For the country's oil industry, there is no ambiguity over Hugo Chavez's legacy.
"With Chavez and his charisma gone, the move towards market reforms could eventually begin with the opposition standing ready to take control," said Ole Hansen, the head of commodity strategy at Saxo Bank. With demand for oil still rising on strong economic growth in Asia, added flows from Venezuela's fields would help to keep the market in balance.
"Reforms and the reintroduction of foreign investment will not happen overnight, possibly not for a few years. But once it does, another source of increased supply will further help to alleviate some of the worries about future supply not keeping up with an increased demand, especially from emerging economies," said Mr Hansen.
After 14 years of the controversial president's rule, Venezuela's oilfields pump just 2.7 million barrels per day (bpd), 13 per cent less than when Chavez came to power in 1999. Since that time, proven reserves have tripled to 296.5 billion barrels - the world's largest - according to the BP Statistical Review.

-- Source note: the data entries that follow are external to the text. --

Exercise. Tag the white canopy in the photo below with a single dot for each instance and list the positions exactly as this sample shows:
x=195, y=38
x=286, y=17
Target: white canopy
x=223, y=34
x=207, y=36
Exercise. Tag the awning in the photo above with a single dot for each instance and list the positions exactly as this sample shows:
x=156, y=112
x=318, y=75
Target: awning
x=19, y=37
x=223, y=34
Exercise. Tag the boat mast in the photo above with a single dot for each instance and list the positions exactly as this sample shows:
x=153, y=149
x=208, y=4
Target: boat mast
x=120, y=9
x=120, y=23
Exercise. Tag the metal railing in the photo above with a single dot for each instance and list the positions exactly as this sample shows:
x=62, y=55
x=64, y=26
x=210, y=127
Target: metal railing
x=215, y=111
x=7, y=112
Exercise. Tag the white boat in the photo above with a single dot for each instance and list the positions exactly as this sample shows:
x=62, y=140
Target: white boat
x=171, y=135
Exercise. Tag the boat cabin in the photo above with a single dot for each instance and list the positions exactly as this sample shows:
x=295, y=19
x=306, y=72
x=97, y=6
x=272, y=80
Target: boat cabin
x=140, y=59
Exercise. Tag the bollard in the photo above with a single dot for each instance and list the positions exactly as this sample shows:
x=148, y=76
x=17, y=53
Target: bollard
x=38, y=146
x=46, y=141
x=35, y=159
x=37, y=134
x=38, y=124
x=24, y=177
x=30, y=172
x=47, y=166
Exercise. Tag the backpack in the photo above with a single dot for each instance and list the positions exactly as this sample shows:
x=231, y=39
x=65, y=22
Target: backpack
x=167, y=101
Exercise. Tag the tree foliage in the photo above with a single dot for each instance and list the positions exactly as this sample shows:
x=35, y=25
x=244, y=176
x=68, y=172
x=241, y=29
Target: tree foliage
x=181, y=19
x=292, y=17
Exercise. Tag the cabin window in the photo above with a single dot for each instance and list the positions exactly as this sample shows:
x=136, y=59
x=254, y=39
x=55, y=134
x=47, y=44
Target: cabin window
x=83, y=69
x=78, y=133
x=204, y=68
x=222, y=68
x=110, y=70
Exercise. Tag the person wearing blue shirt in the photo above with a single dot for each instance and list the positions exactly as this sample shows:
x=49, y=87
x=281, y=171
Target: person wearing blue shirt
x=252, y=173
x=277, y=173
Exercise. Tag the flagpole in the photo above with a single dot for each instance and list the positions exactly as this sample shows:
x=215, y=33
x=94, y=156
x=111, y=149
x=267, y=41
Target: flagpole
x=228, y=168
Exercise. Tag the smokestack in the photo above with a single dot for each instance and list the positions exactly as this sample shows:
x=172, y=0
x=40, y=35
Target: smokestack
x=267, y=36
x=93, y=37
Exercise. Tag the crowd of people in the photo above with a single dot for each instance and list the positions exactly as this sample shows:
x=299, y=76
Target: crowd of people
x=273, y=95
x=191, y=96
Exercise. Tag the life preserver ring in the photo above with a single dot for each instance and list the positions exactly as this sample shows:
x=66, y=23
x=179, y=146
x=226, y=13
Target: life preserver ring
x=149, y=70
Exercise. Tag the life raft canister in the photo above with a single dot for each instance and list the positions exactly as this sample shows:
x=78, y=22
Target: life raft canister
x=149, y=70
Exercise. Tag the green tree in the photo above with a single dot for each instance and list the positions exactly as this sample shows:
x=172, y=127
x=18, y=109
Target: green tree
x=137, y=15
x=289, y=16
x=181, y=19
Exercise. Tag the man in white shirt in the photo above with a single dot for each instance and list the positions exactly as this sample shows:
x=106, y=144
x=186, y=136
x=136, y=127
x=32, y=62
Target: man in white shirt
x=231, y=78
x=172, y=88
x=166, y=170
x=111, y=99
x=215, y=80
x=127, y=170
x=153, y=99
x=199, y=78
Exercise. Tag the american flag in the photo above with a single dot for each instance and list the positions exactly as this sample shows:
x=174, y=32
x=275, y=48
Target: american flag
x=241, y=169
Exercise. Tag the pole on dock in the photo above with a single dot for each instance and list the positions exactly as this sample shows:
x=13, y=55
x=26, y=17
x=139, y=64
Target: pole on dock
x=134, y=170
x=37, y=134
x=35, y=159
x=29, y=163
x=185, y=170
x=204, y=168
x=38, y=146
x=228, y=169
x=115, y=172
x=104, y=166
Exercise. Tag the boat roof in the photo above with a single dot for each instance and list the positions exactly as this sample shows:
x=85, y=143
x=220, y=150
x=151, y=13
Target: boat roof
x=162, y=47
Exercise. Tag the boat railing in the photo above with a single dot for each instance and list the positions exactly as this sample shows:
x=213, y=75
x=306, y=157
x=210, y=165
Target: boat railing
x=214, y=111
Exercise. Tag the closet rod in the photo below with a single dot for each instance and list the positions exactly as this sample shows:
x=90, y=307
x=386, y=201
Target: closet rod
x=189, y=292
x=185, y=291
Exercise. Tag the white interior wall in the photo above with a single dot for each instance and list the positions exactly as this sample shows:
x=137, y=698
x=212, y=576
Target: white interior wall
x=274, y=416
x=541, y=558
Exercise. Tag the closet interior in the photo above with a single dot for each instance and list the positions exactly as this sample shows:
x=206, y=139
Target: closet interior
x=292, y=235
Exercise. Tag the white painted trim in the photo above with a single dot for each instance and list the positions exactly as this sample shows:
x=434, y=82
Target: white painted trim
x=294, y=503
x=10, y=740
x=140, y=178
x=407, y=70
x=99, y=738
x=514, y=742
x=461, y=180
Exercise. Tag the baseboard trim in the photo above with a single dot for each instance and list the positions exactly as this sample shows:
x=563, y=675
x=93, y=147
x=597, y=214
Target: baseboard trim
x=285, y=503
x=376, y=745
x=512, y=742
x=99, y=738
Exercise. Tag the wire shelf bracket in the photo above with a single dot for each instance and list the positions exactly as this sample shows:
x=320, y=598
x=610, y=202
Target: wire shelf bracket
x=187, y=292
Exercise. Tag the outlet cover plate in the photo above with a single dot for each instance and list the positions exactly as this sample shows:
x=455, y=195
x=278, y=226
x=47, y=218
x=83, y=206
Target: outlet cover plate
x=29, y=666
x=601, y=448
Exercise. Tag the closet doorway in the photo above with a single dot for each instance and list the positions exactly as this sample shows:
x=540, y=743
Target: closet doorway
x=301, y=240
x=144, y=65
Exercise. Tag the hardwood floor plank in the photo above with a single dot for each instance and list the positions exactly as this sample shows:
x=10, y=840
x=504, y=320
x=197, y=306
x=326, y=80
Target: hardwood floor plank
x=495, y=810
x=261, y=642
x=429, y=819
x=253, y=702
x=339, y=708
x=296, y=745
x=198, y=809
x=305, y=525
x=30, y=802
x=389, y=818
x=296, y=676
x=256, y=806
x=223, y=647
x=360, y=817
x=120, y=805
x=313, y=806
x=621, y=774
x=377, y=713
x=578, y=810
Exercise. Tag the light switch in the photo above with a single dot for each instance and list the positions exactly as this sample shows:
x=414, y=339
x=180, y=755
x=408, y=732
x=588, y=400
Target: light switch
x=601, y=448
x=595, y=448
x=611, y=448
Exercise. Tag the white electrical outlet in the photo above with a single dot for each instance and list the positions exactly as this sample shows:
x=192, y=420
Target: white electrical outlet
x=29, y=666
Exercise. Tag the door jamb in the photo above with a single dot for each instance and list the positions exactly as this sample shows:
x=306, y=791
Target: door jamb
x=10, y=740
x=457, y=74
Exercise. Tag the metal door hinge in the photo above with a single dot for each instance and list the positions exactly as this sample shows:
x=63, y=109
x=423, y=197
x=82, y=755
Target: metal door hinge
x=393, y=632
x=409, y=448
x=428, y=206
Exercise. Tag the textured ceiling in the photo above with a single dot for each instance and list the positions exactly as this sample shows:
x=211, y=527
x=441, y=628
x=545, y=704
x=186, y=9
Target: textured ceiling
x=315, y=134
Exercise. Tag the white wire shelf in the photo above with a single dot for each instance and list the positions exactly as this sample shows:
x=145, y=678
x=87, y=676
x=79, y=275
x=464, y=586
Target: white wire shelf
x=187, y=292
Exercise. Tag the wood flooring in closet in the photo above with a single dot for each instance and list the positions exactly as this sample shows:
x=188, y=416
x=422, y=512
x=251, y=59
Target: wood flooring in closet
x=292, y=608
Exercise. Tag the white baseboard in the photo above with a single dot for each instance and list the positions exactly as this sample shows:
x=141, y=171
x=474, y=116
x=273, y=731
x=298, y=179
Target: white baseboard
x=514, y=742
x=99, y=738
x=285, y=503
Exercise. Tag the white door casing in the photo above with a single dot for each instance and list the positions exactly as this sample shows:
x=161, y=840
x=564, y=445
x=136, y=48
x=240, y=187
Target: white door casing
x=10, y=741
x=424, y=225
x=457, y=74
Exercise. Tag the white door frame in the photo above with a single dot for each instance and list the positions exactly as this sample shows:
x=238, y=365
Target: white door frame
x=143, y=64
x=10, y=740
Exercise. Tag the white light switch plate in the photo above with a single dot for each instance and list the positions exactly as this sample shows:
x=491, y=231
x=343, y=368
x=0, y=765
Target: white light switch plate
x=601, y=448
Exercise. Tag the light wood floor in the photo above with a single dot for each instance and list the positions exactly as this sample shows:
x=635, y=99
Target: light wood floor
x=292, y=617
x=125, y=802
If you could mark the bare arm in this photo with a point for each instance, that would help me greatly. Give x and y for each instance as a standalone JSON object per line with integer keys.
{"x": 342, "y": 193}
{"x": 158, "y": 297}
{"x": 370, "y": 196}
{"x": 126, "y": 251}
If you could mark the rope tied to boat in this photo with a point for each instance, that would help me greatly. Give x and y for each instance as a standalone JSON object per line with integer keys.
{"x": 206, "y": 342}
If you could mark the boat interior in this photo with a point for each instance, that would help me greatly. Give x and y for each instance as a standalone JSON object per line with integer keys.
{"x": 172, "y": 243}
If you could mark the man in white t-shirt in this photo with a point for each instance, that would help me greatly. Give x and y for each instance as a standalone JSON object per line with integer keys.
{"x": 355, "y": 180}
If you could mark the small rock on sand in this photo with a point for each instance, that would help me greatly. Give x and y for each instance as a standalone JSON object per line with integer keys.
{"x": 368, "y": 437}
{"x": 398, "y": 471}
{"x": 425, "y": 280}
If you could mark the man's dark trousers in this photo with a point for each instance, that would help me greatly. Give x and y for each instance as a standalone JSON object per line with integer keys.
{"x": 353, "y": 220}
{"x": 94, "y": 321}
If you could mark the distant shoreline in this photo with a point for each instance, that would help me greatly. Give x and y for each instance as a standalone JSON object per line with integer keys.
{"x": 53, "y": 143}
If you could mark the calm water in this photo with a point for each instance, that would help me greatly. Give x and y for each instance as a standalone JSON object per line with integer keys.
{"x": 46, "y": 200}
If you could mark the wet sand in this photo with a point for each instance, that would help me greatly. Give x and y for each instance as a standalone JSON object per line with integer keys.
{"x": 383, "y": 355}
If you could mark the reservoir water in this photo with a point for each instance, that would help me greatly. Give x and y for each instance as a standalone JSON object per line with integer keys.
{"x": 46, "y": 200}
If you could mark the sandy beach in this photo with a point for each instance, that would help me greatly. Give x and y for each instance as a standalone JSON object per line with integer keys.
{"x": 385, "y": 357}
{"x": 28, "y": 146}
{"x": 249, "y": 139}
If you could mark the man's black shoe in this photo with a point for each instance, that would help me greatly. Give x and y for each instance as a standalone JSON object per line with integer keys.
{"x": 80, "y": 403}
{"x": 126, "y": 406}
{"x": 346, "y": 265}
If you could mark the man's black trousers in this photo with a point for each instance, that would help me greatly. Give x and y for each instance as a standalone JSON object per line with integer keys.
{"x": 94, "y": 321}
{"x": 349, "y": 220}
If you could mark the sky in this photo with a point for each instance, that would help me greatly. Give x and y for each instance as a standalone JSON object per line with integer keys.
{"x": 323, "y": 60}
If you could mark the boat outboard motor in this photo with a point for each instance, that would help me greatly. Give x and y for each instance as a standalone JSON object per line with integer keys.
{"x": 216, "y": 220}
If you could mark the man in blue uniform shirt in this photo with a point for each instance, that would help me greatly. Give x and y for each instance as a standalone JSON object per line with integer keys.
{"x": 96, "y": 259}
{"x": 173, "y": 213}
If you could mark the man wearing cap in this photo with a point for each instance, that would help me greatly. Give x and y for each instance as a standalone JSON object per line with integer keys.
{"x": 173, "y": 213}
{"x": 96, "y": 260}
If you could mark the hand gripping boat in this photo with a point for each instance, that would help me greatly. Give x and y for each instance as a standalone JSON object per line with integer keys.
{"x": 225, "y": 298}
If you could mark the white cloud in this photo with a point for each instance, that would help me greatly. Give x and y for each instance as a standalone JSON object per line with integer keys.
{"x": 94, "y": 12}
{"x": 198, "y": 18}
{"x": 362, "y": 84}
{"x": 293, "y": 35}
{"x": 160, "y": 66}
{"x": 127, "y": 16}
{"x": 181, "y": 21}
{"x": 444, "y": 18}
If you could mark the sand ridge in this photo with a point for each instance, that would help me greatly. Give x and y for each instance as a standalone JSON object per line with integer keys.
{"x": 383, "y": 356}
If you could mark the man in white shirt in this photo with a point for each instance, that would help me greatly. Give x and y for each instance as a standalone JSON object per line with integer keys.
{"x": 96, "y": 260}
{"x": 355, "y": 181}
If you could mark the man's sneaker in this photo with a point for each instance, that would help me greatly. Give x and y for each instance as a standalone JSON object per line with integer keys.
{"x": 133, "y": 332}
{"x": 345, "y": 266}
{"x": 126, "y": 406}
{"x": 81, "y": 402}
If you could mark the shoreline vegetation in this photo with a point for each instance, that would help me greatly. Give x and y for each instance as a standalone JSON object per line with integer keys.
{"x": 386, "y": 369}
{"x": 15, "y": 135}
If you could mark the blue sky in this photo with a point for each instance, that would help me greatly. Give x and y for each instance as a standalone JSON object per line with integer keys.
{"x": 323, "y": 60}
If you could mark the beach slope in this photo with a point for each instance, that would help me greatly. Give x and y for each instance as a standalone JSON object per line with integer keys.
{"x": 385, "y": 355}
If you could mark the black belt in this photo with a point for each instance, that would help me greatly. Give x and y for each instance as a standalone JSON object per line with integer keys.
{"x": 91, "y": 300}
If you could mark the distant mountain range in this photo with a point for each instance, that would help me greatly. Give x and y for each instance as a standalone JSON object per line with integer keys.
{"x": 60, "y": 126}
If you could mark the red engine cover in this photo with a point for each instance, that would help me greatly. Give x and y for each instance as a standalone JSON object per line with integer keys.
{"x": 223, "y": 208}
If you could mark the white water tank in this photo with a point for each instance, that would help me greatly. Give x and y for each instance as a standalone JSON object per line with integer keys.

And little change is likely in the foreseeable future.
"The death of president Chavez increases uncertainty over the political direction of Venezuela in the short term," said Oswald Clint, an energy analyst at Sanford C Bernstein. "However, we believe the most likely scenario is one where the current environment for international oil companies continues."
Oil production is under the auspices of the national oil company Petróleos de Venezuela (PDVSA), which holds a majority stake in every active field. The demands placed on the company by the treasury have increased over time, and oil now accounts for 96 per cent of the country's dollar earnings.
A US$233bn (Dh855.83bn) development of the bountiful Orinoco heavy oil belt fell behind schedule during Chavez's prolonged illness.
If Nicolas Maduro, the vice president and Chavez's chosen successor, wins an election that is set to be held within a month, social spending will continue to be prioritised over investment into the oil sector, says Carlos Bellorin, an energy analyst at IHS Global Insight. The PDVSA's inability to get crude production back on track may result in concessions to foreign oil companies being made.
"PDVSA may be forced to ease some terms in negotiations to obtain capital from its partners to start seven new projects in the Orinoco belt and increase production from strategic assets," said Mr Bellorin.
Even in the event that the opposition comes to power, Venezuela's oil policies are not likely to undergo radical change in the coming years.
"Gradualism will be the rule," said Mr Bellorin, who believes that the national oil company would be disentangled from the tight control of the ministry of petroleum and mining, and would give more autonomy to the joint ventures operating the fields.
Over time, Chavez's shadow will recede from the dilapidated oil sector, and more meaningful reforms could unlock Venezuela's vast potential.